“It’s not easy, but we’re trying. You have to do something,” says Dr. Gaston Nyirigira, anesthesiologist and founder of the first multidisciplinary pain clinic in Rwanda, a small east-African country with a population of 12 million. The clinic is one of the first in this region of Africa. Pain management is neglected in many low and middle income countries (LMICs), as expertise, tools, and medications are hard to find.
“It’s a long journey,” says Nyiringira. “We had a pain team. We started with training, but that was for acute pain. We then trained people in the concept of chronic pain and how it differs from that of acute pain.” Since the different specialists that make up the typical multidisciplinary pain team are not always available, a different approach has been taken: team members are cross-trained instead. The clinic is small, just a few rooms, as no space is available.
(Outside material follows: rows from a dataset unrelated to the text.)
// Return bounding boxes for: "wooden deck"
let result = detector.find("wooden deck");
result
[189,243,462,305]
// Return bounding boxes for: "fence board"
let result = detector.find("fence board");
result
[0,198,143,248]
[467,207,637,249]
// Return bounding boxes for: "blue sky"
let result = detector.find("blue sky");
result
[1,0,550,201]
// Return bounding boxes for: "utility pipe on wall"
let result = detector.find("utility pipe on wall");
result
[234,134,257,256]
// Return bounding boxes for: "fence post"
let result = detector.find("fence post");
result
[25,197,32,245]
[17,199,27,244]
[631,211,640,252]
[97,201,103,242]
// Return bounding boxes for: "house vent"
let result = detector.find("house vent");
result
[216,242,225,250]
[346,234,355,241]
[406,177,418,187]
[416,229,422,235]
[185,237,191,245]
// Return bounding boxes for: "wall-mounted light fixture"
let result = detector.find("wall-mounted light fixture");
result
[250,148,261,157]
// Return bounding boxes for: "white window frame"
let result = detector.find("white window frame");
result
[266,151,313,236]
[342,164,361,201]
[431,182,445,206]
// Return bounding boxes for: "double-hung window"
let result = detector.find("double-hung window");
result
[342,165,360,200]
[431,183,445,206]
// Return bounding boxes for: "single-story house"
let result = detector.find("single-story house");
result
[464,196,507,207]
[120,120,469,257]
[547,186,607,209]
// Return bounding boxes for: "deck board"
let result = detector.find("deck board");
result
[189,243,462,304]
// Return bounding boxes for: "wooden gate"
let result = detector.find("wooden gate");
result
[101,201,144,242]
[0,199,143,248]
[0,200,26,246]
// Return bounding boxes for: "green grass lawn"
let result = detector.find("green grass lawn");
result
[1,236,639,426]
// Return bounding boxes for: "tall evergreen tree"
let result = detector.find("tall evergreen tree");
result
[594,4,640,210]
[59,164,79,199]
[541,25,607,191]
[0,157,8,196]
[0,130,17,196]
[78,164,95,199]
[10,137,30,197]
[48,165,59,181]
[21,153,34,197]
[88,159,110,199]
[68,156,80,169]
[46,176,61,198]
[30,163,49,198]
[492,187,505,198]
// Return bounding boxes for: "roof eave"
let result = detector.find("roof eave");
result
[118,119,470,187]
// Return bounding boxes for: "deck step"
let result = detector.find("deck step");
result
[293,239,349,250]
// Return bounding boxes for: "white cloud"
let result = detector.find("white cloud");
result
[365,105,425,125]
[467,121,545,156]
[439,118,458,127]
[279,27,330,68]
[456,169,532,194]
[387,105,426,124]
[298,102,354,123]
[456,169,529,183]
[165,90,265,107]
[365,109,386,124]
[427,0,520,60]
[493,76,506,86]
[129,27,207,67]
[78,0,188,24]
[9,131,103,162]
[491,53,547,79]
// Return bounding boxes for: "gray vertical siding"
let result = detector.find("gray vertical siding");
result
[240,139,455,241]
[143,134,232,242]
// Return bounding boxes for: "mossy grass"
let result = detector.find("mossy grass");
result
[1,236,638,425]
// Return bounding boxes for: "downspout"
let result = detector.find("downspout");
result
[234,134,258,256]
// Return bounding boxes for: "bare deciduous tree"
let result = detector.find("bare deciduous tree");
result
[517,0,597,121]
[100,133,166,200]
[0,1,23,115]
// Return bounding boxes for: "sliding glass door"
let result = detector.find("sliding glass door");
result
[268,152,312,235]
One doctor may see up to 45 patients per day.
Patients often come from small villages far away and have been treated by traditional healers for a long time. They may come with limited understanding or unrealistic expectations.
“When you treat a patient’s pain immediately with medication, the pain becomes more frequent and severe, and then the required doses become higher.” Patients come back sooner than their medication is expected to run out, just so they can get more. “They become very dependent on medication. Then there is no other approach because they know medications are there,” Nyirigira explains. “After looking at that I said, ‘You know what? No. We are failing because we are not helping people.’”
Less than 15% of the world’s opioid production is available to 80% of its population, mostly in LMICs. LMICs have major problems importing sufficient opioid analgesics for patients who need them. About ten years ago, Rwanda imported sufficient opioids to treat about 30 people with cancer pain and other major pain problems: 200 g of morphine per year. Now the annual supply is 9 kg, still far from sufficient. (North America uses 18,000 kg per year – and that is only morphine).
The need to preserve these supplies for people who truly need them makes it even more critical to treat patients with chronic, non-malignant pain with other approaches. Instead of medication, the pain team offers other therapy for their patients, such as physical treatments (stretching, heat, cold), exercise prescriptions, and instructions for healthy eating. But even simple things like heat and cold may be difficult to apply in a rural village without electricity.
The team has to be creative in inventing its own approaches. For instance, nights in Rwanda can get fairly cold, and placing banana leaves outside overnight makes a good substitution for an ice pack. This approach, however, is not always welcomed by the patients who come into the clinic expecting to leave with a prescription.
“They come expecting medicine. They don’t trust you at first. They say ‘What kind of doctor is this? What kind of team is this?’ So we take a lot of time to explain so that they understand their disease.’”
Many of Nyirigira’s patients come with diseases similar to what is seen in higher income countries: chronic back and neck pain, and headaches. But diagnostic and therapeutic approaches to these ailments must be different in the Rwanda setting. Yet the goal of those who started this pain clinic is consistent with pain management specialists around the world: alleviate the suffering of their patients.
As global health worker, Albert Schweitzer, wrote, “Pain is a more terrible lord of mankind than even death itself. Whoever is spared personal pain must feel himself called to help in diminishing the pain of others.”
Dr. Nyirigira’s work remains, and though it is often hard and relentless, with appropriate pain education, management, and teamwork, the Rwandan pain clinic will continue to support pain relief in that small village and, ideally, worldwide.